A NEW NOTION OF TRANSITIVITY FOR GROUPS AND SETS OF PERMUTATIONS

Let Ω = {1, 2, . . . , n} where n 2. The shape of an ordered set partition P = (P1, . . . , Pk) of Ω is the integer partition λ = (λ1, . . . ,λk) defined by λi = |Pi|. Let G be a group of permutations acting on Ω. For a fixed partition λ of n, we say that G is λ-transitive if G has only one orbit when acting on partitions P of shape λ. A corresponding definition can also be given when G is just a set. For example, if λ = (n − t, 1, . . . , 1), then a λ-transitive group is the same as a t-transitive permutation group, and if λ = (n −t, t), then we recover the t-homogeneous permutation groups.
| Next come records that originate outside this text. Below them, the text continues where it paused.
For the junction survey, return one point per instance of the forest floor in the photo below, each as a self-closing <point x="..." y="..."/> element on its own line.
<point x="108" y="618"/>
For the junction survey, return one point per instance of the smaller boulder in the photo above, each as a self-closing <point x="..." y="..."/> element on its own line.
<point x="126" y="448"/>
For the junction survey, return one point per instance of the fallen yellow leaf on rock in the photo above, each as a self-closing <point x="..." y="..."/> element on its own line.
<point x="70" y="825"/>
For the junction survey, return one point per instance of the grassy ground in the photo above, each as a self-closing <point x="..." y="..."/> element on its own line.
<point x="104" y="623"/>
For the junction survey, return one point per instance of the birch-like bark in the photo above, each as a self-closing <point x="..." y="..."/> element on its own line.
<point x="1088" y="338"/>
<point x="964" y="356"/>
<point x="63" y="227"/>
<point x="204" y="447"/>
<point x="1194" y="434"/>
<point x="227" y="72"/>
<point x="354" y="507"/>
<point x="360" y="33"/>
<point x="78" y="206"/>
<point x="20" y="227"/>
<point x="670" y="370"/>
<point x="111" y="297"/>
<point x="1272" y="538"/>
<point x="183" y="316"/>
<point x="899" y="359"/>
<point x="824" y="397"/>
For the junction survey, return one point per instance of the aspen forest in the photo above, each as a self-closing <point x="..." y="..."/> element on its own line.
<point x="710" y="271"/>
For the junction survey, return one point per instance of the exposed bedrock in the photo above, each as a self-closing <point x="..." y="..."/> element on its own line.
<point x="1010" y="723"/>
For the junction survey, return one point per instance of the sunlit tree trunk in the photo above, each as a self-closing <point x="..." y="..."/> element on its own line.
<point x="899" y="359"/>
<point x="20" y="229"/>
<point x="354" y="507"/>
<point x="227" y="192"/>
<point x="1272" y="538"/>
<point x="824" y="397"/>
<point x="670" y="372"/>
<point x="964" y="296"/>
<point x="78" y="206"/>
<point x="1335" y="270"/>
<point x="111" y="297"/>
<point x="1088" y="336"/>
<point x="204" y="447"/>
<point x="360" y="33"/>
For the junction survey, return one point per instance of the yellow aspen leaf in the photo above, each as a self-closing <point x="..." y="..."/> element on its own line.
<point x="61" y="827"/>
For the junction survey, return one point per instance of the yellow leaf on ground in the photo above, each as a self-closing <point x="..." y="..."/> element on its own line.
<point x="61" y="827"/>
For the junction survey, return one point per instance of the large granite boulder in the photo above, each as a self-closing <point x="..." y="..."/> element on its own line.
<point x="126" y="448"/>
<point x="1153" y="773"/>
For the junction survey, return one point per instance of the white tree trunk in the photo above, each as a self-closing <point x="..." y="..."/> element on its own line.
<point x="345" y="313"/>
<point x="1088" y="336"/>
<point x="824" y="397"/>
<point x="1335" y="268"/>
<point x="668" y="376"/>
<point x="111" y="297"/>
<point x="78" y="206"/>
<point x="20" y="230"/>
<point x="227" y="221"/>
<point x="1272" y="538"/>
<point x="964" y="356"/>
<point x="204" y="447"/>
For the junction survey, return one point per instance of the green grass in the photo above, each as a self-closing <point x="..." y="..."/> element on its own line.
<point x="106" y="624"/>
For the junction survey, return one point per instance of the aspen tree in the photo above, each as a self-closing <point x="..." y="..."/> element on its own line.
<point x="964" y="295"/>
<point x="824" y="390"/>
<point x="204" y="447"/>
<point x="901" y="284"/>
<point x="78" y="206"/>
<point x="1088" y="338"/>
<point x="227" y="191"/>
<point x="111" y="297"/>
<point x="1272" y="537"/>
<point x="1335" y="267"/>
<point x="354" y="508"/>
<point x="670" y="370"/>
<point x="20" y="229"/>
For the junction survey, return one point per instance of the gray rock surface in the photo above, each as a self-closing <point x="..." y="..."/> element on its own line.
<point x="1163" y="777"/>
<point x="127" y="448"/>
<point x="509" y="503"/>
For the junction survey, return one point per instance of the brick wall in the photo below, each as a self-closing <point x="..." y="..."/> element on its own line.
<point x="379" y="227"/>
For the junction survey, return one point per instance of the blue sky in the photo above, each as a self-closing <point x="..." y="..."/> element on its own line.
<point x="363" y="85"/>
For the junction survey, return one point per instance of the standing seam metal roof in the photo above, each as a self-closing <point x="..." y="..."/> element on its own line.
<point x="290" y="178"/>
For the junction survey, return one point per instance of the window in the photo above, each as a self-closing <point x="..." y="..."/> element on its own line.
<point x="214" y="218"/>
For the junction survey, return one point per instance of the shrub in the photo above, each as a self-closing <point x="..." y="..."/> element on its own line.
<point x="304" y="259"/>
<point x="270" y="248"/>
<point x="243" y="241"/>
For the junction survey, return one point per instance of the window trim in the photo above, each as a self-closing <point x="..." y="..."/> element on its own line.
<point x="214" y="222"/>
We use the character theory of the symmetric group Sn to establish some structural results regarding λ-transitive groups and sets. In particular, we are able to generalize a celebrated result of Livingstone and Wagner [Math. Z. 90 (1965) 393–403] about t-homogeneous groups. We survey the relevant examples coming from groups. While it is known that a finite group of permutations can be at most 5-transitive unless it contains the alternating group, we show that it is possible to construct a nontrivial t-transitive set of permutations for each positive integer t. We also show how these ideas lead to a combinatorial basis for the Bose–Mesner algebra of the association scheme of the symmetric group and a design system attached to this association scheme.